JSGlobalObject* regExpGlobalObject = structure->globalObject();
- OPERATION_RETURN(scope, constructRegExp(regExpGlobalObject, ArgList { args, 2 }, regExpGlobalObject->regExpConstructor()));
+ JSObject* regExpConstructor = regExpGlobalObject->regExpConstructor();
+ OPERATION_RETURN(scope, constructRegExp(regExpGlobalObject, ArgList { args, 2 }, regExpConstructor, regExpConstructor));

JSTests/stress/dfg-miscompiles-new-regexp.js

+function opt(regExp) {
+ return new RegExp(regExp, undefined);
+}
+
+function main() {
+ const regExp = /a/;
+ for (let i = 0; i < testLoopCount; i++) {
+ if (opt(regExp) === regExp) {
+ throw new Error(`Bug triggered at ${i}`);
+ break;
+ }
+ }
+}
+main();

The fix adds a single argument to the constructRegExp call. Before, the call passed three arguments: regExpGlobalObject, ArgList { args, 2 }, and regExpGlobalObject->regExpConstructor(). After, a fourth argument — the same regExpConstructor — is passed as the newTarget parameter. The regExpConstructor is now extracted into a local variable to avoid calling the getter twice.

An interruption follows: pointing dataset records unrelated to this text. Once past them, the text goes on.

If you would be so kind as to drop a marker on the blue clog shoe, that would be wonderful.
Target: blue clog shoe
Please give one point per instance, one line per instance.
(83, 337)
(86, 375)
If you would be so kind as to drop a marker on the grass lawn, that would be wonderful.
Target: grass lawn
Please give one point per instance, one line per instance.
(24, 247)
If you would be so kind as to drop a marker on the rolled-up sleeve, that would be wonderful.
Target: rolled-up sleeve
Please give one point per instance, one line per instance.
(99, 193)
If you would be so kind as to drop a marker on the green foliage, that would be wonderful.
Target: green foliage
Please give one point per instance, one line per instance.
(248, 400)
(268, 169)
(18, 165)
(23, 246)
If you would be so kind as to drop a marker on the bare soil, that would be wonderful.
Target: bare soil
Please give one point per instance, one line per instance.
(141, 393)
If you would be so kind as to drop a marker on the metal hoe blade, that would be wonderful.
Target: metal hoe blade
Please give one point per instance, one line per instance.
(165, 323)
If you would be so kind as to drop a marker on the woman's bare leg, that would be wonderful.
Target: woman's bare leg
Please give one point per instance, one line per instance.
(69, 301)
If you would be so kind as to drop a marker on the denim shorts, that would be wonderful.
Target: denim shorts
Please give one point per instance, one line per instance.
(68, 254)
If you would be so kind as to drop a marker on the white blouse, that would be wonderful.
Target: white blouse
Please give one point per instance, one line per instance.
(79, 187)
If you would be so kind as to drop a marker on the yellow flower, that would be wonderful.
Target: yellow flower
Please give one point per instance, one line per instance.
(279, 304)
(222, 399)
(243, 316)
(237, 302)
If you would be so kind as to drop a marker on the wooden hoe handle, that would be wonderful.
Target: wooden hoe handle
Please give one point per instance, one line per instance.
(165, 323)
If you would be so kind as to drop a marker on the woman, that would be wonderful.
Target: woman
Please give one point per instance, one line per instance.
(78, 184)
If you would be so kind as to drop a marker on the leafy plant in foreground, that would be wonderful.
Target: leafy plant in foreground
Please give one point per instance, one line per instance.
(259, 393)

JSC compiles hot functions through an interpreter (LLInt), then a baseline JIT, then the DFG (mid-tier optimizing JIT). The NewRegExpUntyped node is emitted by the DFG bytecode parser for new RegExp(...) calls where the newTarget differs from the call target, indicating a constructor invocation rather than a plain function call.

Per ECMAScript §22.2.3.1, when RegExp is called as a function (no new), the spec permits returning the input pattern directly if the pattern is already a RegExp and flags is undefined. When called as a constructor (new), it must always create a new RegExp object. The distinction hinges on whether NewTarget is defined. The constructRegExp function uses its fourth parameter as the newTarget — when absent, it follows the function-call path.

Missing newTarget propagation in a DFG operation stub, causing constructor semantics to degrade to function-call semantics.

Without newTarget, constructRegExp follows the ES2025 §22.2.3.1 function-call path: when the pattern is already a RegExp and flags is undefined, the spec permits returning the same RegExp object. This means DFG-compiled code for new RegExp(existingRegExp, undefined) could return the original object instead of a fresh copy, violating the invariant that the new operator always produces a distinct object. The bytecode parser correctly identifies this as a new invocation (by checking newTargetNode != callTargetNode, as described in the commit message), but the information is lost at the operation boundary.